Der Autor des portugiesieschen Büchleins ist Amadeu Inácio de Almeida Prado, Spross eines alten Adelsgeschlechts. Und natürlich gilt ihm in der Folge Gregorius’ ganzes Streben. Freundliche Menschen in Lissabon, allesamt Bücher-Fanatiker wie er selbst, und etliche glückliche Zufälle lassen ihn schon bald die Spur des „Goldschmieds der Worte“ aufnehmen. Prado war Arzt und aktiv im Widerstand gegen die Diktatur von Salazar – aber er lebt nicht mehr. Dafür lernt Gregorius etliche Menschen aus seinem Umfeld kennen, inzwischen alle mehr oder weniger hochbetagt. Und er lernt vor allem den „Goldschmied“ sehr genau kennen, weil er sich mit der Gründlichkeit des Sprachwissenschaftlers durch dessen Buch arbeitet. Er erliegt der Sprachgewalt dieses Dichters ebenso wie der Kühnheit seiner Ideen.
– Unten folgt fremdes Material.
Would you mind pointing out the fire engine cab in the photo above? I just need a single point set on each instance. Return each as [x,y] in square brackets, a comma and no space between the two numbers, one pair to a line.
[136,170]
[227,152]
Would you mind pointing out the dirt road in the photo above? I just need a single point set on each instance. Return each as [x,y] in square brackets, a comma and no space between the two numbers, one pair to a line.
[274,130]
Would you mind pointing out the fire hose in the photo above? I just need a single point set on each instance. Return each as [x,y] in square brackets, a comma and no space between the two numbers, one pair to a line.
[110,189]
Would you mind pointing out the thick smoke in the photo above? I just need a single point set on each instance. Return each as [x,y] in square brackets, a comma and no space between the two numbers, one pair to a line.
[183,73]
Die Aufzeichnungen von Amadeu de Prado, die Gregorius sich aneignet, bilden das Herzstück des Romans. Es sind philosophische Texte, mal aphoristisch kurz, mal in längerer essayistischer Form, dann wieder knappe Erlebnisberichte. Aus ihnen formt sich nach und nach facettenhaft das Bild eines Arztes zwischen Pflichtgefühl und Leidenschaft, eines hochbegabten Denkers, der vor keiner Frage zurückschreckt und ruhelos nach Antworten sucht, eines Poeten, der einen Ausgleich in Sprache und Dichtung zu finden hofft, aber auch eines Getriebenen, dem das große Glück seines Lebens, die Liebe, die ihn „ganz“ machen würde, versagt bleibt.
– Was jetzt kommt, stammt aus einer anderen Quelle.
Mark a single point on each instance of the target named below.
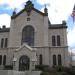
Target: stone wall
(12, 72)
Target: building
(32, 40)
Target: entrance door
(24, 63)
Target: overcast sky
(58, 10)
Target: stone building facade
(32, 40)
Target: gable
(28, 8)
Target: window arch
(54, 60)
(28, 35)
(59, 60)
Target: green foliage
(41, 67)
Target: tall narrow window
(59, 60)
(54, 60)
(53, 41)
(0, 59)
(28, 35)
(58, 40)
(4, 59)
(40, 59)
(6, 42)
(2, 42)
So beeindruckend in ihren Aussagen und so zwingend in ihrer sprachlichen Gestalt sind die Lebensweisheiten des fiktiven Autors Prado, dass man fast den Verdacht hegen könnte, der tatsächliche Autor Pascal Mercier habe die etwas abwegige Rahmenhandlung mit dem entlaufenen Lehrer Gregorius nur erfunden, um ein Vehikel für seinen philosophischen Ansatz zu haben.

Doch die Rahmenhandlung ist – mag die Geschichte noch so unwahrscheinlich anmuten – in ihrer starken Eigendynamik ungemein faszinierend: Ist der Gedanke nicht verführerisch, eingefahrene Gleise zu verlassen, plötzlich ganz neue Sehnsüchte wahrzunehmen und einer lockenden inneren Stimme zu folgen? Natürlich könnte so etwas auch Angst machen, aber Gregorius gelingt es mehr als einmal, seine Zweifel und Befürchtungen zu überwinden.
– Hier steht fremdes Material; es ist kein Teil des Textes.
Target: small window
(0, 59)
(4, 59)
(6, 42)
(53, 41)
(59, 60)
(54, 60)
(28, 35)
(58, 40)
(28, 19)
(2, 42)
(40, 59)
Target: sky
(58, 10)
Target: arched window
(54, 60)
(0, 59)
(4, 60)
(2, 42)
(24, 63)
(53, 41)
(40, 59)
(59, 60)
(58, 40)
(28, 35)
Auf den ersten Blick ganz anders geartet als Prado, sein alter ego, zeichnen sich doch nach und nach immer mehr Gemeinsamkeiten ab: Sie reichen von krankhaften Schlafstörungen bis zur unbedingten und besessenen Liebe zum Dichterwort. Dazu kommt bei beiden eine ganz besondere „Wachheit“ (als Synonym für wirklich, mit allen Fasern intensiv gelebten Lebens immer wieder beschworen), die sich als Leitmotiv durch das ganze Buch zieht.

Und so schlägt der Roman seine Leser und Leserinnen nicht nur durch die Beschäftigung mit den allergrößten Fragen des Lebens in Bann, sondern zunehmend auch durch die Rahmenhandlung, denn als guter Kompositeur führt Mercier nur Figuren ein, die durchaus Plastizität und Eigenleben gewinnen.

Dass am Ende nicht alle Versprechen eingelöst werden, auf die der/die Leser/in im Laufe der knapp 500 Seiten ein Anrecht erworben zu haben glaubt, hat mich etwas unbefriedigt zurückgelassen. Das ändert nichts an der Tatsache, dass dieses Buch zu fesseln vermag und noch lange nachhallt.

Pascal Mercier: Nachtzug nach Lissabon. Roman. Carl Hanser Verlag München Wien 2004. 495 Seiten.